L’autre titre donné parfois à ce conte « La légende de l’herbe bleue ou le conte du Roi des Corbeaux » ne me semble pas légitime si l’on s’en tient à la définition même du mot « légende » qui est un récit s’inspirant d’un fait historique réel (déformé et embelli au fil du temps), comme par exemple : la légende de Dame Carcas, ou celle de la bête de Gévaudan.

Le conte du Roi des Corbeaux

Introduction au conte

Avant de vous présenter le conte et le mythe que nous allons étudier ensemble, j’aimerais rappeler ce qui caractérise le conte.

 Il ne faut pas oublier que les contes, récits véhiculés tout d’abord oralement devinrent des textes littéraires seulement à la Renaissance. Alors qu’au Moyen-Âge la grande partie de la population était analphabète, les contes, tout comme les fresques dans les églises, jouaient un premier rôle de support didactique près des populations.

 Ils remplissaient en outre un rôle de cohésion sociale, car  en tant que miroir de la société, ils reflétaient les mentalités, les codes et les rapports sociaux établis dans les communautés partageant ces mêmes récits. Ils étaient donc un moyen d’unité et d’identification à une communauté précise, car si certains de ces  récits paraissent universels, les variantes géographiques( régionales,  nationales, etc.)  pour un même conte sont toujours très nombreuses. Par  ce fait même, ils étaient la mémoire collective vive de la communauté.
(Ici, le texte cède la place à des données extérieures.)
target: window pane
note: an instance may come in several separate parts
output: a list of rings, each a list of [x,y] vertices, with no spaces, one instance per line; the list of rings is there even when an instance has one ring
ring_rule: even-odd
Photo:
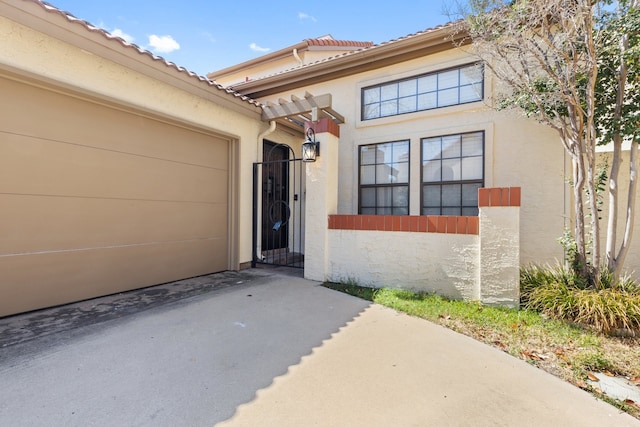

Enfin, tout conte, en tant que leçon de vie métaphorique, peut accepter diverses interprétations, et on peut comme pour un texte religieux en faire une exégèse  évidemment différente selon le point de vue philosophique, religieux ou politique du commentateur. Tout cela pour expliquer que les cathares du Moyen-Âge, ont eu recours, eux aussi, aux seuls supports didactiques existants pour faire connaître leurs doctrines à leurs sympathisants et à leurs croyants. Ils ont donc utilisé certains des contes très connus de cette époque  pour communiquer avec les populations qu’ils côtoyaient. Ce qui devient alors intéressant est de retrouver, dans les contes qu’ils ont utilisés, l’analyse proprement cathare qu’ils en ont faite, car celle-ci. n’est pas directement perceptible.

Étude du conte

Vous pouvez lire ce conte dans son intégralité sur le site Catharisme d’aujourd’hui[1].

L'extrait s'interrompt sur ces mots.